"Feathers and Teeth" by Charise Castro Smith, at Mildred's Umbrella Company in Houston in 2017. Pictured: Maddie Calais. (Photo by Gentle Bear Photography)

Mildred’s Umbrella Theater Company Announces 2018-19 Season

The season will be the first in the company’s new home at Chelsea Market Theater.

HOUSTON: Mildred’s Umbrella Theater Company has announced its 2018-19 season, featuring two mainstage productions and a series of staged readings at the company’s new home at Chelsea Market Theater.

The season will start with Jen Silverman’s The Moors (Aug. 30-Sept. 15), a black comedy about the lives and works of the Brontë sisters, which follows two spinster sisters who live an isolated existence on the English moors. Artistic director Jennifer Decker will direct.

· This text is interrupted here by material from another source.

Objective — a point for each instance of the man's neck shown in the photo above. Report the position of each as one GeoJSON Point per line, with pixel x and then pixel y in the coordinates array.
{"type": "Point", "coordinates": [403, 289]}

Next up will be a staged reading of Cicely Hamilton’s Diana of Dobson’s (Nov. 5), presented in collaboration with the Classical Theatre Company, about an Elizabethan woman who comes into an unexpected inheritance and pretends to be a wealthy widow. The reading will be accompanied by a talkback with the artists and the play’s curator, Elizabeth A.M. Keel.

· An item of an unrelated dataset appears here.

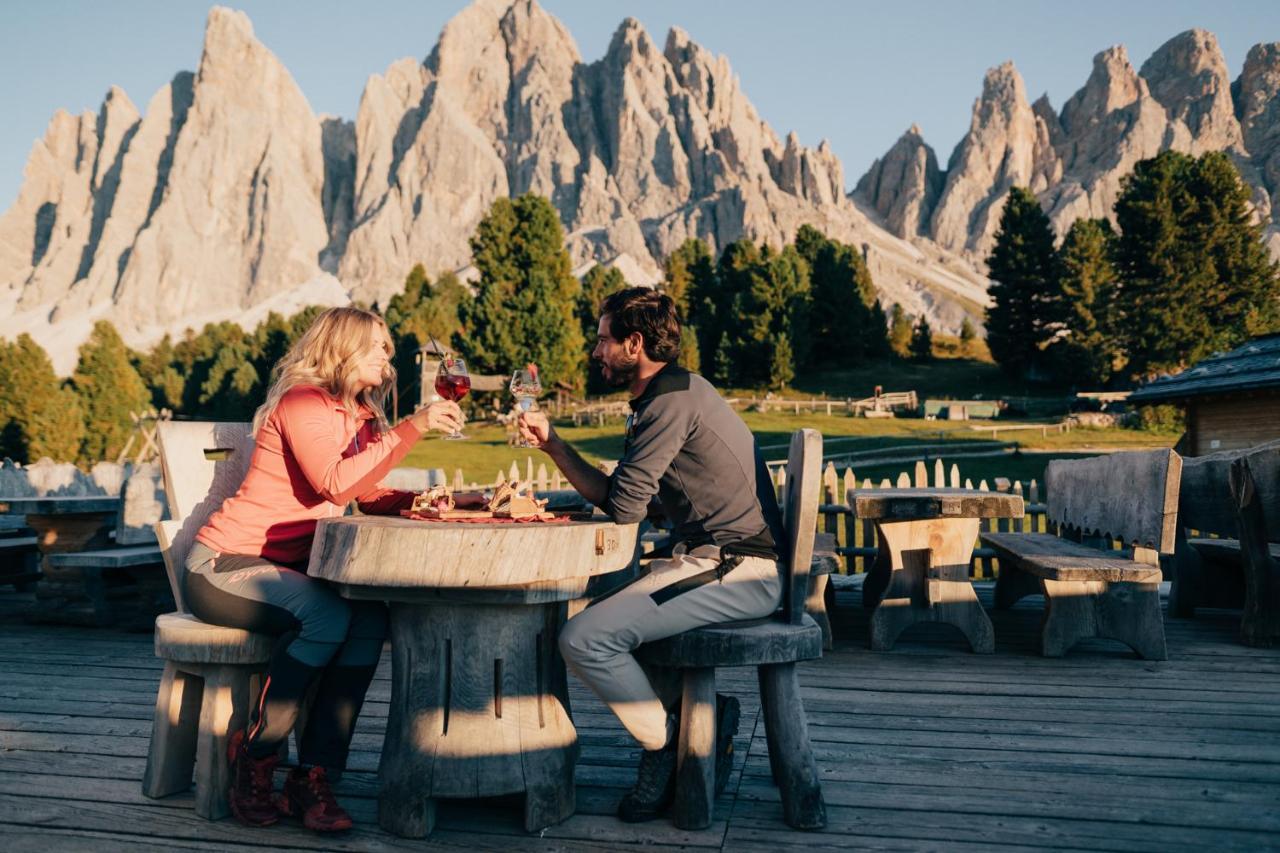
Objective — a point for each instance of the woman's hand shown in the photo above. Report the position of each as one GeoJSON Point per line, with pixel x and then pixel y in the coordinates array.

Following will be a series of readings called “Consenting Bodies” (Jan. 9-13, 2019), which will feature three plays all grappling with the question of consent.

The next mainstage production will be Cherise Castro Smith’s The Hunchback of Seville (March 7-23, 2019), about Maxima Terrible Segunda, Queen Isabella’s adopted, disfigured sister, and her rise to power when the queen falls ill. Philip Hays will direct.

The season will conclude with the “Museum of Dysfunction XI: A Festival of New, Short, Weird Plays” (June 16-29).

Also part of the programming will be the launch of a new outreach program, Mildred’s Umbrella Partners for A.R.T. The theatre will collaborate with local women’s service organizations to bring awareness to issues affecting Houston women through improv, writing, and role-play workshops.

Mildred’s Umbrella, founded in 2001, is a female-focused theatre committed to repairing the gender disparity onstage.